Fortunately, there's a much nicer approach, albeit one that requires a modicum more memory (try saying that three time fast...). The problem with the recursion is that it's wasting time by repeatedly calculating the same distance. Why not simply precalculate these values, and refer to them as necessary? One way of implementing this is by creating a grid such that element (i,j) of the grid is equal to D(S[:i],T[:j]). This can be populated by filling in the sides adjacent to D("","") and then working outwards from that corner.

A rather fuzzy mathematical note

It turns out, if I understand the book I'm currently reading correctly, that the problem solved here is part of a wider class of mathematical problems, which also includes things like determining RNA secondary structure. In particular, they're ones that in some rather abstract sense involve the concept of context-free grammars, and it turns out that you can solve them all in a similar fashion.

At present, I have sod-all idea how this works. However, as an incurable maths student, I'm very interested in exploring the theoretical underpinnings involved, and will probably rant on about this in some detail at a later date.
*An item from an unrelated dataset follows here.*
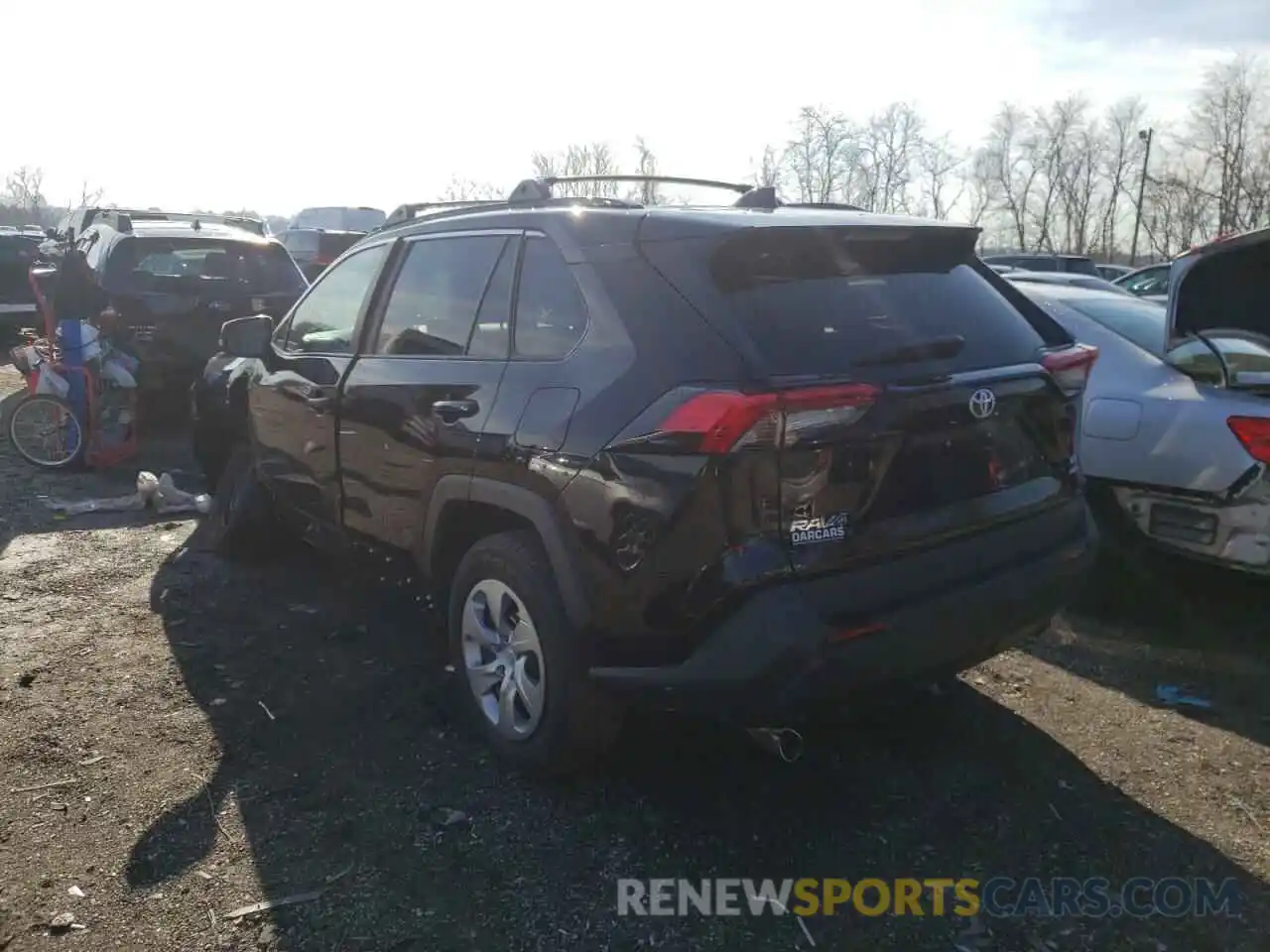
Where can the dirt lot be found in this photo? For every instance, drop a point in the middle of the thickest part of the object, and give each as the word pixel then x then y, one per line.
pixel 199 738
Consider yourselves warned :)

The next step

In this post I've provided a fairly solid discussion of the basic alignment algorithm. The next post on this topic will be fairly brief, and will cover a phenomenon known as BLOSUM matrices that are used to fine-tune the alignment of two protein (not DNA) sequences.

[1] At some point it will actually be beneficial to have a detailed discussion of calculations of this sort. They come up in the real world a heck of a lot - for example, in cryptography, mathematicians can spend years of their lives trying to reduce an algorithm's runtime by a comparatively tiny-looking amount. The reason they do this is because that "tiny amount" can often be disproportionately important as the codes get harder to crack.